As of 2010, all 23 of Potter's small format books remain in print, and are available as complete sets in presentation boxes, and as a 400-page omnibus edition. The English language editions of the tales still bore the Frederick Warne imprint in 2010 though the company was bought by Penguin Books in 1983. Penguin remade the printing plates in 1985, and all 23 volumes were released in 1987 as The Original and Authorized Edition.

Although sold to Penguin Books in 1984 as a subsidiary company, Frederick Warne continues to publish Potter's books. A 2002 Publishers Weekly article, written for the centennial of the publication of The Tale of Peter Rabbit, reported that Potter was considered one of the top most popular classic writers, that anniversary editions of her work were published in 1993 and 2002, and the artwork has been "re-scanned to make the illustrations look fresher and brighter".

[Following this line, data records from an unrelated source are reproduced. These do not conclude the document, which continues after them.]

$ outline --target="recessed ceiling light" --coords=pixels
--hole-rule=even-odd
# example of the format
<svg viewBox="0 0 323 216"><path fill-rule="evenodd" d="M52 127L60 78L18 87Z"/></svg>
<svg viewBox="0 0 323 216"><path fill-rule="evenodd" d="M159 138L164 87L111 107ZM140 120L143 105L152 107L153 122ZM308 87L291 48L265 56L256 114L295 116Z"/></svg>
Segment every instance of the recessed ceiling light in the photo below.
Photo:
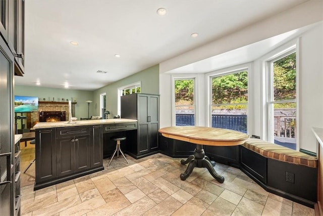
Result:
<svg viewBox="0 0 323 216"><path fill-rule="evenodd" d="M191 34L191 36L192 37L196 37L198 36L198 33L195 32Z"/></svg>
<svg viewBox="0 0 323 216"><path fill-rule="evenodd" d="M167 13L167 11L165 8L159 8L157 10L157 14L159 16L165 16L166 13Z"/></svg>
<svg viewBox="0 0 323 216"><path fill-rule="evenodd" d="M107 73L107 71L103 71L103 70L99 70L96 71L96 72L98 73Z"/></svg>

The Tale of Mr. Jeremy Fisher was published in French in 1940 as Jérémie Pêche-à-la-Ligne, and in Dutch as Jeremais de Hengelaar in 1946. The tale was republished in Dutch in 1970 as Het Verhaal van Jeremais Hengelaar and was published in the Initial Teaching Alphabet in 1965. In 1984, the tale was again translated into French by M.A. James as L’histoire de Monsieur Jérémie Peche-a-la-Ligne. In 1986 MacDonald wrote that Potter's books had become a "traditional part of childhood in most only English-speaking countries and in many of the countries into whose languages Potter's books have been translated".